After the proteins have been structurally aligned and the to-be-compared pairs have been established, the comparison of the two structures can commence. In general, the Kullback–Leibler divergence (KLD) [25] permits quantifying a difference between two arbitrary normalized distributions. Let us illustrate how the KLD can be used for the studied protein structures.
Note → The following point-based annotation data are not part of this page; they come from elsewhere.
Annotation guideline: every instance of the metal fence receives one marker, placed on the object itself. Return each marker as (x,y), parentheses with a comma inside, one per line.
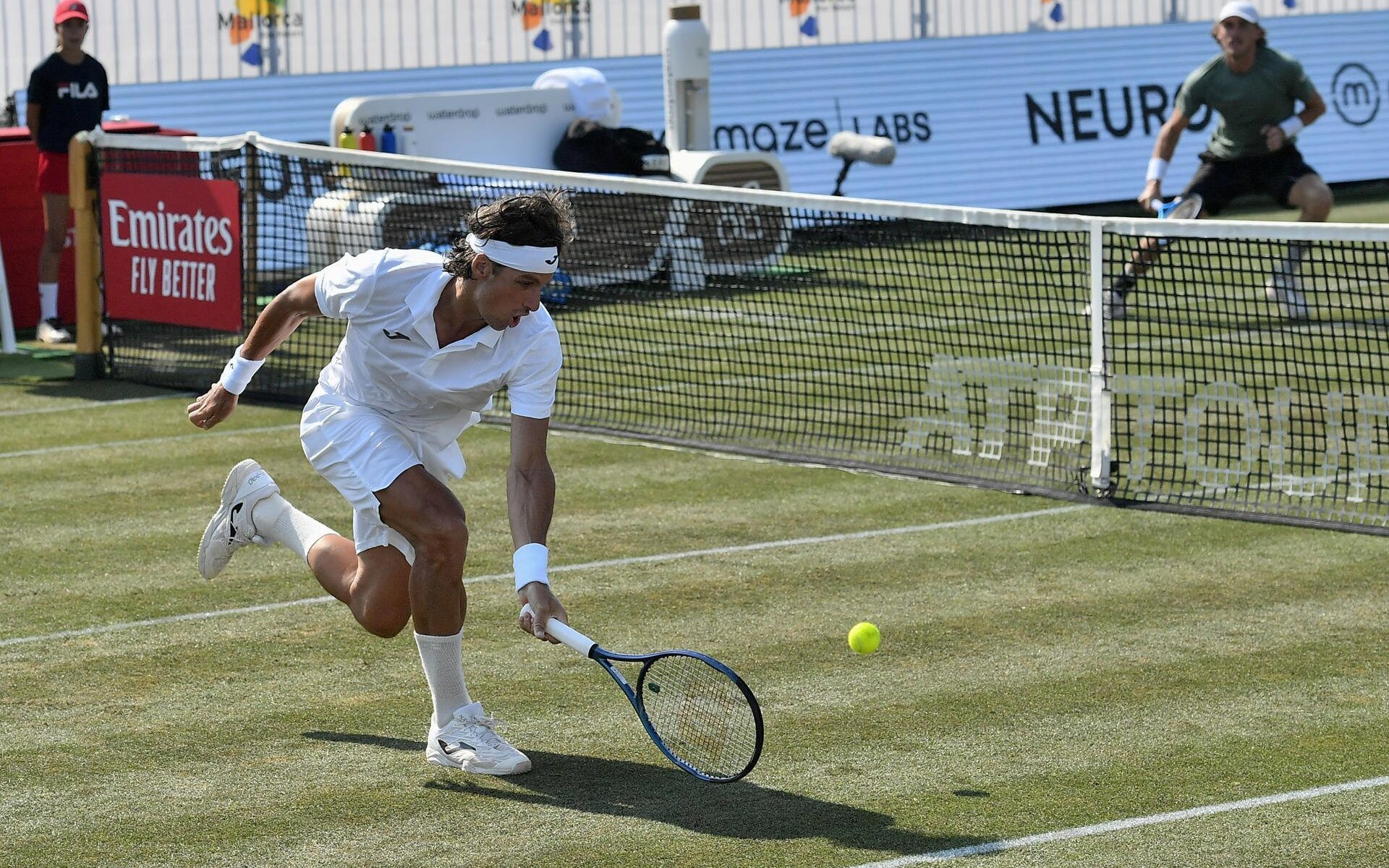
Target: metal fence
(177,41)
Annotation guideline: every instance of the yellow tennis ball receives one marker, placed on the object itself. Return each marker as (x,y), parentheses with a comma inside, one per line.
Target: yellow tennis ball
(865,638)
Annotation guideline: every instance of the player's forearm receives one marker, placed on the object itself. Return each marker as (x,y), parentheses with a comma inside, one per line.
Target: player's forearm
(1165,145)
(530,503)
(281,317)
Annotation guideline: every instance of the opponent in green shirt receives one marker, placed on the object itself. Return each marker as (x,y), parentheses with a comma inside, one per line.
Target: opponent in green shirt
(1254,89)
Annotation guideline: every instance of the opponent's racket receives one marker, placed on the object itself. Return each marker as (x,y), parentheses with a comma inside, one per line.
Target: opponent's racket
(1181,208)
(697,712)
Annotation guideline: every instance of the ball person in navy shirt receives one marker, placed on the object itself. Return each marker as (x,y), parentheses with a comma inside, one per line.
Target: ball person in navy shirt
(67,95)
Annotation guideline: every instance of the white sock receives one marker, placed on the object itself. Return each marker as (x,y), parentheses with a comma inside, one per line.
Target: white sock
(278,520)
(442,659)
(48,300)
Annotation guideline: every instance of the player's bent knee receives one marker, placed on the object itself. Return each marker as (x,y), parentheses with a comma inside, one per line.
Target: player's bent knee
(443,539)
(382,618)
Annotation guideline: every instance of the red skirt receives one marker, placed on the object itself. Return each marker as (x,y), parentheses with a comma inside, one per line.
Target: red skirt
(53,173)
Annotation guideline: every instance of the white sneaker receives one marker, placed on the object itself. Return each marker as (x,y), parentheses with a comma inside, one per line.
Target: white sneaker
(52,331)
(1114,306)
(470,742)
(232,527)
(1285,289)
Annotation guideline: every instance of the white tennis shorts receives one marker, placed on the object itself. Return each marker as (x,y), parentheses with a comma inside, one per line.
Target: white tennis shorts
(362,451)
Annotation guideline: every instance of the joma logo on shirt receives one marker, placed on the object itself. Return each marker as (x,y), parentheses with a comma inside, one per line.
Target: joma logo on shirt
(78,90)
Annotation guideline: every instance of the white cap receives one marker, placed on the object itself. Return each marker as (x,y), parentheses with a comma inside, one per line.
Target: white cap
(593,98)
(1238,10)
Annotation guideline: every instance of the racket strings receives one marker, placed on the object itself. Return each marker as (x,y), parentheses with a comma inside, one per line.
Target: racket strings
(700,714)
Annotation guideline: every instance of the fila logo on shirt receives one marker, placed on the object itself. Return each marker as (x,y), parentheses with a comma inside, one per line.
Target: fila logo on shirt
(78,90)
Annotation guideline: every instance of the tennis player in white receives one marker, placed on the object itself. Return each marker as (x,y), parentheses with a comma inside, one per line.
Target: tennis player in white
(430,341)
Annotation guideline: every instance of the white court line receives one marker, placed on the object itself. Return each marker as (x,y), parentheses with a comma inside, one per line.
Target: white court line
(96,404)
(1118,825)
(621,561)
(75,448)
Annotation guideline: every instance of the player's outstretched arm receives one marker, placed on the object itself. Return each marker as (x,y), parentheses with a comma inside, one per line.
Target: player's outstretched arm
(1163,150)
(530,509)
(1277,135)
(277,323)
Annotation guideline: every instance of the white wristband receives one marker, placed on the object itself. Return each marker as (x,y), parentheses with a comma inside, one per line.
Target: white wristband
(238,373)
(531,563)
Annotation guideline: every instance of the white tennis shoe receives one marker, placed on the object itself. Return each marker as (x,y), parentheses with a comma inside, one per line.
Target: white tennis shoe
(1285,289)
(232,527)
(470,742)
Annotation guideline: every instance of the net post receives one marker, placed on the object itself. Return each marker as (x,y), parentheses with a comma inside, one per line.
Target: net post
(88,363)
(1100,396)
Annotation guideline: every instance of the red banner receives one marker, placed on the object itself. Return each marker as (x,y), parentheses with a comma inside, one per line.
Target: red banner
(171,250)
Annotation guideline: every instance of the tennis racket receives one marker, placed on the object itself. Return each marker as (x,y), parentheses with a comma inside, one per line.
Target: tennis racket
(1181,208)
(697,712)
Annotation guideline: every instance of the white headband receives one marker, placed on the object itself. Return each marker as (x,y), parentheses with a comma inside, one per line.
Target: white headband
(539,260)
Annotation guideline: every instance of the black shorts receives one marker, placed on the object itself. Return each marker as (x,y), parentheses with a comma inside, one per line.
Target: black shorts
(1221,181)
For the sake of coherence, let us consider the residues marked by the purple ellipsoid in Fig. 4. Consider the residue \(\text {Ile17}_{\text {CG}}\) in CG. For all \(N=80{,}000\) MD snapshots, the location vector for the C\(_{\alpha }\) atom of this \(\text {Ile17}_{\text {CG}}\) residue, containing the x, y, and z coordinates, is then considered:

$$\begin{aligned} \left\{ \begin{pmatrix}x_1\\ y_1,\\ z_1\end{pmatrix}, \begin{pmatrix}x_2\\ y_2,\\ z_2\end{pmatrix}, \begin{pmatrix}x_3\\ y_3,\\ z_3\end{pmatrix}, \cdots , \begin{pmatrix}x_N\\ y_N,\\ z_N\end{pmatrix}\right\} . \end{aligned}$$

The vectors in Eq. (2) permit constructing three one-dimensional arrays by grouping all the x, y, and z coordinates, respectively:

$$\begin{aligned}&X=\{x_1,x_2,x_3,\ldots ,x_N\},\ Y=\{y_1,y_2,y_3\dots y_N\},\nonumber \\&\quad Z=\{z_1,z_2,z_3,\ldots ,z_N\}. \end{aligned}$$

These three lists are then used to form normalized distributions of the \(x,\ y,\ z\) coordinates. For \(\text {Ile17}_{\text {CG}}\), the distribution of its x coordinates would then be denoted as \(D(\text {Ile17}_{\text {CG}},x)\).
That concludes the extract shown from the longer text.